Keeping the Appointment of Our Life

I’ve been reading a lot lately about second half of life tasks – Richard Rohr’s Falling Upward and two books by James Hollis, Hauntings and Finding Meaning in the Second Half of Life.  I guess people of a certain age (right now, perhaps especially children of the ‘60’s) become concerned about these things.  In Hauntings, Hollis speaks often of “showing up” in our lives.  He says that “what Jung called the Self, the natural wisdom, the organic drive, and the will to meaning, lives in all of us and waits for us to show up, keep the appointment.  How many of us really keep the appointment in our lives?”

Good question.  The “second half” of life is more about a place than a time, a point of response to a confrontation with Self.  The first half place is the place of constructing an ego, a place of defining our fit and space in the world, of making ends meet.  How will we make a living?  How high will we climb the ladder of organizational hierarchy?  How will we dress the kids and what activities will we steer them towards?

These are, for most of us, necessary tasks, if only for the sake of finding out who we are not.  I have known just a few souls who seemed to grasp their true task, following it with joy and deep satisfaction, almost from the start.  Sometimes I have wasted time envying them, time that might have been used figuring out what the real difference was between them and me, the difference of acquaintance with true Self.

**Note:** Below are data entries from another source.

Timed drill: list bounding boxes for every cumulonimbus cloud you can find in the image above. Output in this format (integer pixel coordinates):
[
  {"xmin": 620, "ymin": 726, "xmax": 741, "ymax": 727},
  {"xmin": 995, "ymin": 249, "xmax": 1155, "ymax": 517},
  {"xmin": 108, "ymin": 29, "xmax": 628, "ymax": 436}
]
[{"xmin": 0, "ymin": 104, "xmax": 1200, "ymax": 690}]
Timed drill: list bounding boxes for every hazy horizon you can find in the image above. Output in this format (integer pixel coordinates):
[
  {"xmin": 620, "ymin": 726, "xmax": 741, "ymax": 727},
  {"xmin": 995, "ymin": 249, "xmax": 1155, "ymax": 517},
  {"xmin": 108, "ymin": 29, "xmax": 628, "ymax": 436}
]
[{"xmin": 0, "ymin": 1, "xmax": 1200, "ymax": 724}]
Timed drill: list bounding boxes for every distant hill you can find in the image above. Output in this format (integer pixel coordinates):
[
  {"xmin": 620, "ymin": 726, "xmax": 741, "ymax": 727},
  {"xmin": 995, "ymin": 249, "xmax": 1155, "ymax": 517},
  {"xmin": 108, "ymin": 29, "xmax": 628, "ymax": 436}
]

If we are not one of those clear-sighted souls who, from childhood, know and follow their call, it generally takes a crisis of some kind to wake us to the emptiness of our first-half pursuit.  The Peter Principle comes to mind:  “An observation that in an organizational hierarchy, every employee will rise or get promoted to his or her level of incompetence.” (Investopedia)  The disparaging follow-on assumption in the Peter Principle is that people just stay stuck in place when they arrive at their incompetence, constructing a mask and pretending until retirement or an early death, contributing little of worth to the organization – most certainly, missing the appointment with their Self.

But if we are half awake, if we are listening or open to God/Creator/Spirit/Mind/Source, we will know when we encounter that incompetence in any area of our lives.  Maybe it is in relationships, maybe it is in professional contribution, maybe it is in following a path other than the call of our hearts.  The Angel of Truth will stand in our way, will challenge us to a fight.

G/C/S/M/S stands always at the ready to break us open, to remove the mask of whomever we think we are, to offer us not a new name, but our real name.  The encounter inevitably involves suffering and pain.  It is never easy to admit or to accept that we have chased a lie in any area of our life.

But if we engage it, if we turn toward it and walk through it, the encounter is not forever.  It is just a marker, a place on the road, a directional sign.  It is not the road ahead.

The road ahead is our second half place.  It is the opportunity to let go of the struggle to construct something false and to embrace a free and useful truth.  It may mean something very different and new.  Just as likely, it may mean a new engagement with our present surroundings, an engagement that relinquishes the fight and becomes one with what we thought was our opponent.

Achievements are replaced with relationships.  Performance is replaced with people.  We begin truly to see, encounter and embrace others because we have seen, encountered and embraced our true Self.

We will know when we are there, when we are truly in this second half place.  We will know because we will have eaten the true fruits of the Spirit.  We will encounter and become “love, joy, peace, patience, kindness, generosity, faithfulness, 23gentleness, and self-control.”  (Galatians 5: 22-23a, NRSV)

We will have shown up for our appointment under the Tree of Life.

© Two Trees in the Garden.  Share what is useful.  Please quote the source.

2 thoughts on “Keeping the Appointment of Our Life

  1. Thanks, Jerry! I have wondered if there’s still another life out there somewhere/someday for me . . . though most days I feel rather unaccountably at ease in this one.

    The opening paragraph reminded me of this poem that I half-remembered but managed to find. Stevens is so intriguing to me—he famously claimed that he didn’t “believe,” but I think he was one of the great religious poets of the last century, largely because he wasn’t constrained by “believing” and was then free to explore anywhere his very large and somewhat weird mind led him.

    Snowing here, and going to snow. Then it’ll get really cold. Whoopee!

    All best,

    Jeff

    A Child Asleep in Its Own Life by Wallace Stevens

    Among the old men that you know, There is one, unnamed, that broods On all the rest, in heavy thought.

    They are nothing, except in the universe Of that single mind. He regards them Outwardly and knows them inwardly,

    The sole emperor of what they are, Distant, yet close enough to wake The chords above your bed to-night.

    • Wonderful, Jeff. Thanks. I think you were one of those that knew their heart early and clearly and pursued it.

      How can I order both of the new books?

      Happy New Year to you and Marlyce!